The European Medicines Agency says the benefits of the shot outweigh the risks after several countries pause rollouts.
European Union chief Ursula von der Leyen has threatened to halt exports of AstraZeneca’s COVID-19 vaccines if the bloc did not receive its promised deliveries first, escalating a row that has fanned international tensions.
“We have the option of banning a planned export.

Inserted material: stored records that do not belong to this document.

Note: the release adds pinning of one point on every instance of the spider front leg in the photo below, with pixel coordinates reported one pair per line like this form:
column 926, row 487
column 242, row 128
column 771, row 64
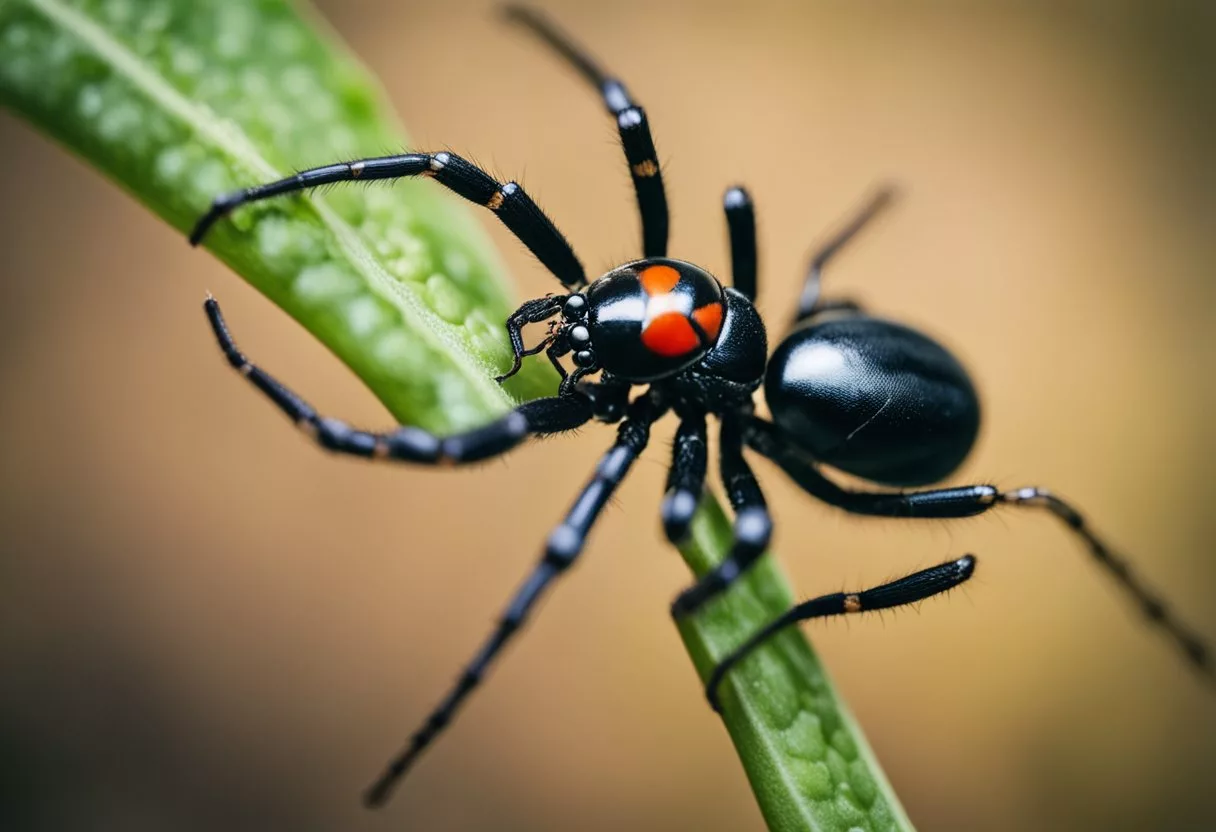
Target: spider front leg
column 517, row 211
column 561, row 551
column 635, row 130
column 530, row 312
column 409, row 444
column 967, row 501
column 752, row 529
column 686, row 477
column 741, row 225
column 900, row 592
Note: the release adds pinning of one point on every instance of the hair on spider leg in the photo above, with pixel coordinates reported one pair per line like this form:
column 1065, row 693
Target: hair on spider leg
column 663, row 335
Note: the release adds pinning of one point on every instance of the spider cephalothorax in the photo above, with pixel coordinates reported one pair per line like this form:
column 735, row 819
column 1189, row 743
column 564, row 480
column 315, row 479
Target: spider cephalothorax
column 859, row 393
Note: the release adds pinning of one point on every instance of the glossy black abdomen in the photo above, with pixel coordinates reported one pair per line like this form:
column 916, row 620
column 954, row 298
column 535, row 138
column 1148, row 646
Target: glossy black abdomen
column 873, row 398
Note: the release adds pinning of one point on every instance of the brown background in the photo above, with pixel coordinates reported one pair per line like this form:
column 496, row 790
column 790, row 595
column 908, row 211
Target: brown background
column 207, row 624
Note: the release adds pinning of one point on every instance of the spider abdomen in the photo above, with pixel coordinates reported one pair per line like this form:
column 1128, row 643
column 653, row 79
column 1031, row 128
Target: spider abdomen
column 873, row 398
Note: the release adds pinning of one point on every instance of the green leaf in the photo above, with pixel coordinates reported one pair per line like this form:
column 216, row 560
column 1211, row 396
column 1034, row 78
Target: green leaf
column 181, row 100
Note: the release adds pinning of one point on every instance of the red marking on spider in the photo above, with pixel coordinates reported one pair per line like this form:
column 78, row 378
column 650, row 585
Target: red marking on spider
column 670, row 335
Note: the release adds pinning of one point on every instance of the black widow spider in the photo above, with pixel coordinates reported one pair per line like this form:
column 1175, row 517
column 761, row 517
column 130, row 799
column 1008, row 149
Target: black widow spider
column 870, row 397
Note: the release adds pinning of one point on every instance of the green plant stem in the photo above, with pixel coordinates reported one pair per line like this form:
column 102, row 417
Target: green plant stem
column 181, row 100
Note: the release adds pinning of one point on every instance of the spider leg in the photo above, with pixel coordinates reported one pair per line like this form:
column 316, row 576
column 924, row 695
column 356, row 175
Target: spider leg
column 409, row 444
column 530, row 312
column 561, row 551
column 907, row 590
column 967, row 501
column 810, row 303
column 741, row 225
column 686, row 477
column 635, row 130
column 517, row 211
column 753, row 527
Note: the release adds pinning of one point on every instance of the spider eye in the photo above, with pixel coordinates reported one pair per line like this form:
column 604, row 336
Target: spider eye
column 575, row 308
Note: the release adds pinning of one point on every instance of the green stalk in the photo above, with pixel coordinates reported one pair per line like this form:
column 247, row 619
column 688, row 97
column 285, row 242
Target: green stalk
column 181, row 100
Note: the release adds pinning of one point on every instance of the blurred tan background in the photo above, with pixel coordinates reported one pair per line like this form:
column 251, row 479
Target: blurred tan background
column 204, row 623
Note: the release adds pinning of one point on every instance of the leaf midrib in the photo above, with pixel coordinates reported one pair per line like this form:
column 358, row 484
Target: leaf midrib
column 421, row 320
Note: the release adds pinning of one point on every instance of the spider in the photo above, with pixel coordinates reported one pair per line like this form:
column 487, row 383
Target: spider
column 862, row 394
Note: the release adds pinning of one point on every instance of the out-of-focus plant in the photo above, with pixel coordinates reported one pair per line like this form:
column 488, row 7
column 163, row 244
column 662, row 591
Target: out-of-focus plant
column 181, row 100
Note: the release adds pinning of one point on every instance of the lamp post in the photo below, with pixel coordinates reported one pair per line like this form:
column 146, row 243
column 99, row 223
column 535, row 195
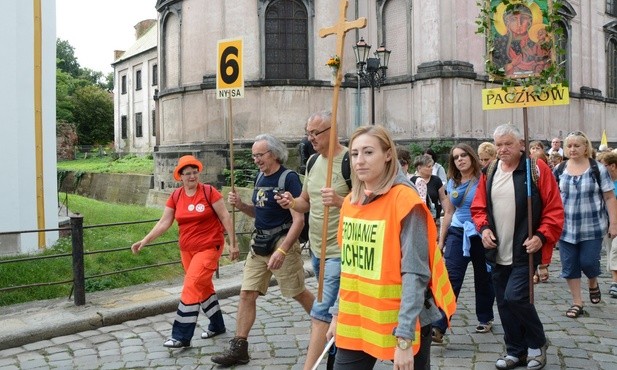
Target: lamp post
column 371, row 70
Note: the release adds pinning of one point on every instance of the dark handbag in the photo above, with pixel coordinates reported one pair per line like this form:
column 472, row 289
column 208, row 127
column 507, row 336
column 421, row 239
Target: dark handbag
column 264, row 241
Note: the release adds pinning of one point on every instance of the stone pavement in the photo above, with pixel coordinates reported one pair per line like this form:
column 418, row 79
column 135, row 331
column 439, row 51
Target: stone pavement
column 280, row 335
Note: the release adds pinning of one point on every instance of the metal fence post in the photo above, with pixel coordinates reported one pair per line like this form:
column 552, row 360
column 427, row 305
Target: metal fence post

That’s the message to AstraZeneca: you fulfil your contract with Europe first before you start delivering to other countries,” von der Leyen told Germany’s Funke media group on Saturday.
The warning comes as the EU is struggling to speed up its COVID-19 inoculation campaign, just as many member states are facing a third coronavirus wave and renewed curbs on public life.
Von der Leyen said Anglo-Swedish pharma giant AstraZeneca had delivered only 30 percent of the 90 million vaccine doses it had promised for the first quarter of the year.
The company has blamed production delays at its EU plants, but European officials are furious that AstraZeneca has been able to deliver its United Kingdom contract while falling short on the continent.
European Commission president von der Leyen had on Wednesday already threatened to invoke emergency powers to block European exports of COVID-19 vaccines to ensure “reciprocity” with other suppliers.
In the interview with German newspapers, von der Leyen reiterated that the EU’s contract with AstraZeneca states that vaccines destined for the bloc would be produced in both EU and UK plants.
“But we haven’t received anything from the Brits, although we are delivering to them,” she said, adding that the European Commission had sent a “formal letter” to the company to complain.
EU-based manufacturers have shipped 41 million vaccine doses to 33 countries since early February, von der Leyen said, making the bloc one of the world’s biggest export regions for COVID-19 vaccines.
“I can’t explain to European citizens why we are exporting millions of vaccine doses to countries that are producing vaccines themselves and aren’t sending us anything back,” von der Leyen said.
She said the commission had sent a “formal reminder” to AstraZeneca regarding this issue.
The EU has already set up special oversight of vaccine exports in which manufacturers contracted to supply Europe must declare if they intend to export doses outside the bloc.
Most of the EU’s worry is over the UK, where the inoculation campaign has progressed at a much faster pace.
Brussels has accused London of operating a de facto export ban to achieve its vaccine success, a claim furiously denied by Prime Minister Boris Johnson’s government.
The EU’s export ban mechanism must first be triggered in an individual member state and then be approved by the European Commission before it can be enforced.
The mechanism has so far only been applied once, with Italy blocking the export of a 250,000-dose shipment of AstraZeneca vaccines to Australia, citing “persistent shortage” and “delays in supply”.
Not all EU members support export bans, which could upset global supply chains, and countries like Belgium and the Netherlands have urged caution.
The EU’s troubled relationship with AstraZeneca was dealt another blow earlier this month when several countries suspended the use of its vaccine over fears it may cause blood clots.
The European Medicines Agency (EMA) on Thursday however declared the jab “safe and effective” and vaccinations have since resumed in some countries.
“Vaccine confidence is incredibly important to all of us around the world,” UK Vaccines Minister Nadhim Zahawi told Al Jazeera on Saturday.
“That’s why, through our presidency, the G7 is leading a programme around communication on vaccine confidence not just to the European Union or the United Kingdom but also the rest of the world because there is a tsunami of misinformation that is worrying people.”
German Chancellor Angela Merkel and Italian Prime Minister Mario Draghi have said they would take the AstraZeneca vaccine if offered, in a bid to shore up confidence in the jab.